Hello, we're on <GoodData.CN> 3.29. We're seeing t...
# gooddata-cn
p
Hello, we're on GoodData.CN 3.29. We're seeing this failure in the sqlExecutor logs which seems linked to certain insights not rendering:
Copy code
action=nonRetryableCallFailed location=Location{uri=<grpc://10.161.93.82:16001>} flightAction=GetFlightInfo message="Call failed. Reason: Flight 'cache/raw_tmp/93ddf4b6-9448-45c5-af8d-a51bde47f676/21248fc8a6ff45a9b19445b64cbb76be/31eff337-aaf7-4738-89f2-f8008ff63009/2723cb2c-65d7-4fd8-b124-ad2ec64bfe2c/535c5a3c8308d2cfb5762ee85ce587a1' does not exist.. Detail: Failed"
To help us debug this issue, we'd like to know what causes this failure and how serious it is.
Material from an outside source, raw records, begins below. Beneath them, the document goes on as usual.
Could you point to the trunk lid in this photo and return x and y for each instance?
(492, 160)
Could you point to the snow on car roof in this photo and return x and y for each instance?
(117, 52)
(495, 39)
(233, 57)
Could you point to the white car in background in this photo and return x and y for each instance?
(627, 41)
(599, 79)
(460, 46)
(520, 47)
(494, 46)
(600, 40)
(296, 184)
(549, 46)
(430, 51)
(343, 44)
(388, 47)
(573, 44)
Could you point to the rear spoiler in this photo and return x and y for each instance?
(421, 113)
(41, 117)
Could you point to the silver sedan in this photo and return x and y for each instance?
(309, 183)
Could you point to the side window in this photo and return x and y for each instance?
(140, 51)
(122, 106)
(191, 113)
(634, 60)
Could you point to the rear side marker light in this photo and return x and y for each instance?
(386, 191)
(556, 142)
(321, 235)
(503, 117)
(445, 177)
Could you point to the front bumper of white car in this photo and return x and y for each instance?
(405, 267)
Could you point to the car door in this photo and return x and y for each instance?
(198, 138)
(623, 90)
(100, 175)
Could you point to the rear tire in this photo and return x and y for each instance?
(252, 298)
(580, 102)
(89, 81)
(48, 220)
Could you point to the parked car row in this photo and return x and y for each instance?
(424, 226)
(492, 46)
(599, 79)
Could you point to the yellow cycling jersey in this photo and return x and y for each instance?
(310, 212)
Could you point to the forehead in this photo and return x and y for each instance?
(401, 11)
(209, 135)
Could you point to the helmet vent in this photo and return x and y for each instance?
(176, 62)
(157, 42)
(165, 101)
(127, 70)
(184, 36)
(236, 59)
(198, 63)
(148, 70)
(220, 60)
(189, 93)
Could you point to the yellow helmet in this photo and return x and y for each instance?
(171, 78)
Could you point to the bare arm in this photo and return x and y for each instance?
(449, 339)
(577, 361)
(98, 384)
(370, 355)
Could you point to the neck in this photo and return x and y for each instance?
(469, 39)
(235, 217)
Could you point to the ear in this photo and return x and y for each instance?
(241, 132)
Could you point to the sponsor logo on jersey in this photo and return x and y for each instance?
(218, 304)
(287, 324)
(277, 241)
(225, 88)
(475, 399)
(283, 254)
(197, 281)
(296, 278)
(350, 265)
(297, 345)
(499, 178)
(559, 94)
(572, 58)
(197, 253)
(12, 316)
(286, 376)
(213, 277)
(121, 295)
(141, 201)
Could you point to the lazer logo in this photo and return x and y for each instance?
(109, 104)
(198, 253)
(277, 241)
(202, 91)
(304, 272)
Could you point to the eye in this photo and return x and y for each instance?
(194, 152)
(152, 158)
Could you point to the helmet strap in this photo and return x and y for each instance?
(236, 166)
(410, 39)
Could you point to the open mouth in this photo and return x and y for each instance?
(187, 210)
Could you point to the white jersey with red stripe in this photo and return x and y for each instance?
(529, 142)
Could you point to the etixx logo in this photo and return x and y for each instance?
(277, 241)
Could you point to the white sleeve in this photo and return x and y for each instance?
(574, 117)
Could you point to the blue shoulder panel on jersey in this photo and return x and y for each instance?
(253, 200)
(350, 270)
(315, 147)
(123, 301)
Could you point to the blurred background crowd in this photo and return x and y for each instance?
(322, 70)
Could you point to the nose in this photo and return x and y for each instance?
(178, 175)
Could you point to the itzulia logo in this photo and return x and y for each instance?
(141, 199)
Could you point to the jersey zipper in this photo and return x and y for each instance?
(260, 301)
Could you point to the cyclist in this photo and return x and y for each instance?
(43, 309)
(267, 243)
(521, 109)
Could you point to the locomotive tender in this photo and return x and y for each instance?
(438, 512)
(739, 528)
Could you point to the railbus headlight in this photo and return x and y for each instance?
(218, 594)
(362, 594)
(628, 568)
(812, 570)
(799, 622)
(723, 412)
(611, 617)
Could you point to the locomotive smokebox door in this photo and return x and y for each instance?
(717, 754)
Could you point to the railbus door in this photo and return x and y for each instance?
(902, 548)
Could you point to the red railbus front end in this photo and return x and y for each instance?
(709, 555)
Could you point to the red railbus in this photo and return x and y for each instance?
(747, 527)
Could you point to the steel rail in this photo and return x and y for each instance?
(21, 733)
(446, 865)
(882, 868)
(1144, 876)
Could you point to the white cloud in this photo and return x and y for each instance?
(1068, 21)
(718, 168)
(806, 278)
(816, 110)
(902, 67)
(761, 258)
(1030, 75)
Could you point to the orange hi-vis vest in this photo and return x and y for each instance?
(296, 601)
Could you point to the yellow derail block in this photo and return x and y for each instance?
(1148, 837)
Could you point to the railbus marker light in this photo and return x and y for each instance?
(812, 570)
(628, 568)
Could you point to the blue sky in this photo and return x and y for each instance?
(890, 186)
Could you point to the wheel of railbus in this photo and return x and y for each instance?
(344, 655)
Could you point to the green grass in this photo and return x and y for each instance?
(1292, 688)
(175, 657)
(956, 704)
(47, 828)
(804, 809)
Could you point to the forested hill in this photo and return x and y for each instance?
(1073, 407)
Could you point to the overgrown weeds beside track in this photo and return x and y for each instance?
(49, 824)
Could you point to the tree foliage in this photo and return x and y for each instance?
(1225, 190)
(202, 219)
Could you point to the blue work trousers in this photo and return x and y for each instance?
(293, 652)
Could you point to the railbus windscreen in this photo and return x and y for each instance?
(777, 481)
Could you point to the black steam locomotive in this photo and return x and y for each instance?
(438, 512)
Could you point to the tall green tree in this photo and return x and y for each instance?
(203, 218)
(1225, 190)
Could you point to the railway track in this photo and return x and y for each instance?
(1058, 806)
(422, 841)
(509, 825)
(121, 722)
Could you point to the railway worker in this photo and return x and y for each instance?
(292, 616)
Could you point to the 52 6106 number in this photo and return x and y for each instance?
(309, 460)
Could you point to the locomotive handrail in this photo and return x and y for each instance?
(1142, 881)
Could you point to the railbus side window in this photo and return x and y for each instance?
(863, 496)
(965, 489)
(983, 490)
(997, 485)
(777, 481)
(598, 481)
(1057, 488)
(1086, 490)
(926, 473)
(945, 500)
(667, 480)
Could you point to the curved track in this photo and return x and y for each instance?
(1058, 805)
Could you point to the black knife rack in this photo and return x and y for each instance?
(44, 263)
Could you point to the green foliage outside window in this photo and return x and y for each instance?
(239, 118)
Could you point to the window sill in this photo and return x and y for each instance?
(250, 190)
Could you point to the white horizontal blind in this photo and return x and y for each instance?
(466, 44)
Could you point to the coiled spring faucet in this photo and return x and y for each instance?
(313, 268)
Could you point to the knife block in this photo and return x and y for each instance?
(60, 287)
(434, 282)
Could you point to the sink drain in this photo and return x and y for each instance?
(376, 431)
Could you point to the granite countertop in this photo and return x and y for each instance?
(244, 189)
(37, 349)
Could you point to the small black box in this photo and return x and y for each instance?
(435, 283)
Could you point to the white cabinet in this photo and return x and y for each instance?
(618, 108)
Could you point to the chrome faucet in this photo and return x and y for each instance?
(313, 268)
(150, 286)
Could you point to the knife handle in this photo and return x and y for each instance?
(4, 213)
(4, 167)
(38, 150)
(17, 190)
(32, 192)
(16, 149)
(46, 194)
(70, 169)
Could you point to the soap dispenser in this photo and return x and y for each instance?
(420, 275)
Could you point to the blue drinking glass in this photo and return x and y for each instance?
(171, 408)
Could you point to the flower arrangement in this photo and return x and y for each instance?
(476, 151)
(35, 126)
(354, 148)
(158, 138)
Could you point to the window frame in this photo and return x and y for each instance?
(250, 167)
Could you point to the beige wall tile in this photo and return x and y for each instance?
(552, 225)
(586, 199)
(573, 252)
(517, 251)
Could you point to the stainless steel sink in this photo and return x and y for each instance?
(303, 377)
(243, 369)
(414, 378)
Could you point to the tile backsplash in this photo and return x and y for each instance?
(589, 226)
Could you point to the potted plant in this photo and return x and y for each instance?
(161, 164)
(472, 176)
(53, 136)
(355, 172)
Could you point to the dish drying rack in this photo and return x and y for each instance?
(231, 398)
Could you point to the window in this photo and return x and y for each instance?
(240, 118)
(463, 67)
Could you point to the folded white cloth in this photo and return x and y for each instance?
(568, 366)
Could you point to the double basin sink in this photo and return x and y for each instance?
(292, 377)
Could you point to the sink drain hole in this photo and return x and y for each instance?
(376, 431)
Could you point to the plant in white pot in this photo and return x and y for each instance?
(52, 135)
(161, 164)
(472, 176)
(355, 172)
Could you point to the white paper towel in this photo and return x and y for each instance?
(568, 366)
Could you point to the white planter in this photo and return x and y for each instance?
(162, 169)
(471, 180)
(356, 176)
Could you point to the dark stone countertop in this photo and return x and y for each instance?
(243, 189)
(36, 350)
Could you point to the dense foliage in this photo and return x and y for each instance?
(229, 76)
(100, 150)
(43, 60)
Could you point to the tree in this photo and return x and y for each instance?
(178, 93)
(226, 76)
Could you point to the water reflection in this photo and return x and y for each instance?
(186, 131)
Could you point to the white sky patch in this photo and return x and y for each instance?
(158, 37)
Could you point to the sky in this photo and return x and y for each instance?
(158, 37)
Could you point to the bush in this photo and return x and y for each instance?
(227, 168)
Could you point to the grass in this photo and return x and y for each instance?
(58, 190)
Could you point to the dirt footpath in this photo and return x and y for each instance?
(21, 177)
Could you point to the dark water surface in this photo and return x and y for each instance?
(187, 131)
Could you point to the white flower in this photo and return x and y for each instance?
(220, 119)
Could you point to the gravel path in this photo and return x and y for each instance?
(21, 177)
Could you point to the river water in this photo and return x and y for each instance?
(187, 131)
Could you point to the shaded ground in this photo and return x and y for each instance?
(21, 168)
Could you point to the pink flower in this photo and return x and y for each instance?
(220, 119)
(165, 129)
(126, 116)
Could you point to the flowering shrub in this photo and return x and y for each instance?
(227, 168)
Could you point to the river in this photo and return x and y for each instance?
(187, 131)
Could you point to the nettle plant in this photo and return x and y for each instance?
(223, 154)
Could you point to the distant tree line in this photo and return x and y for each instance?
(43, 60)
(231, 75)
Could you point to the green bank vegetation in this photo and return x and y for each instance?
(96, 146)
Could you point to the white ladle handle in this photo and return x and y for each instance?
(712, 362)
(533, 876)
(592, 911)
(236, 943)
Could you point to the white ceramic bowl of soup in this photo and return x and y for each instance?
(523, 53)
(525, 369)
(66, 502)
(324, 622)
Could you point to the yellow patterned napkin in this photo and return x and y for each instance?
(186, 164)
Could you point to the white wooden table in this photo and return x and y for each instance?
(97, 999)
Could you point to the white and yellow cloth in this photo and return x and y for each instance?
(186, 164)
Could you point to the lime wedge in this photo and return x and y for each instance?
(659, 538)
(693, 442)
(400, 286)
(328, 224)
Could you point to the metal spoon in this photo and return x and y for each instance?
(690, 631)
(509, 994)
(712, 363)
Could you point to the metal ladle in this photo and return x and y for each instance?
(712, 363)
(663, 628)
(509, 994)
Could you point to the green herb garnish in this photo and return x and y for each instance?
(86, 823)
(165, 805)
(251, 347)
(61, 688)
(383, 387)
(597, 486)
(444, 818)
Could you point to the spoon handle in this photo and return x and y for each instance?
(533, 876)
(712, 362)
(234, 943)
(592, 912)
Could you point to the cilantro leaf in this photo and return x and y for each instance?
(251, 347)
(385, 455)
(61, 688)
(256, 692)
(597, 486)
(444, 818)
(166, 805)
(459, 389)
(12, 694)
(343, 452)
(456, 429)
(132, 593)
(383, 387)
Is there anything we can do to make our calls retryable (instead of nonretryable) so we can avoid these failures? 🙏
r
Hello Pete, may I ask what
durableStorageType
type for quiver pods do you use? https://www.gooddata.com/docs/cloud-native/3.35/install/installation-configuration/#storage We support AWS S3 or file system. In case you use file system (
FS
), you need to attach volume with accessType
ReadWriteMany
(single volume can be mounted to multiple pods, e.g. NFS, AWS EFS, or similar). If you don't specify storageclass supporting
ReadWriteMany
access type, files will be kept locally in pod that handled the request. When subsequent request tries to access this file, you may face this issue if request is handled by a different pod.
p
Hi Robert, thanks for getting back. We use "S3" as the durableStorageType.
d
Hi Pete, is this issue persistent or does it resolve on retry? Are you running any cache invalidations at the same time by any chance? We have seen such errors occasionaly when running the uploadNotification API during a running report execution 😕
p
Hi Dan, no, we are triggering no active cache invalidations at the time when we see these errors. The error does seem to resolve on retry, but this is very disconcerting for our clients who are generating large batches of reports. When they find that several reports fail due to this exception, they then have to hunt through a long list of reports to identify which ones failed and re-run a smaller batch of failed reports. They do not know that we are using GoodData, so they complain to us that our system is not reliable.
d
I see 😕 we have had this issue crop up from time to time and especially when invalidations were at play at the same time (that is why I asked about that). However, since it was relatively rare and solvable by a refresh, it has not been prioritized yet, unfortunately
p
This is not a rare or sporadic occurrence for us. We are seeing thousands of such events in our logs. We are seeing failures in reports where this is the only issue visible in the logs with the associated traceIds. We will follow up in a support request.
r
Hi Pete, Radek from L2 Technical Support here - when you do open the support ticket, can you include any log examples of this happening you have, with the complete log context (following one traceId start to finish)? As Dan mentioned, since this is relatively rare, it's a little hard to catch - so the more we have, the easier it will be to get to the bottom of this. Many thanks! 🙂
p
Hi Radek, absolutely. I will include the full logs with our request.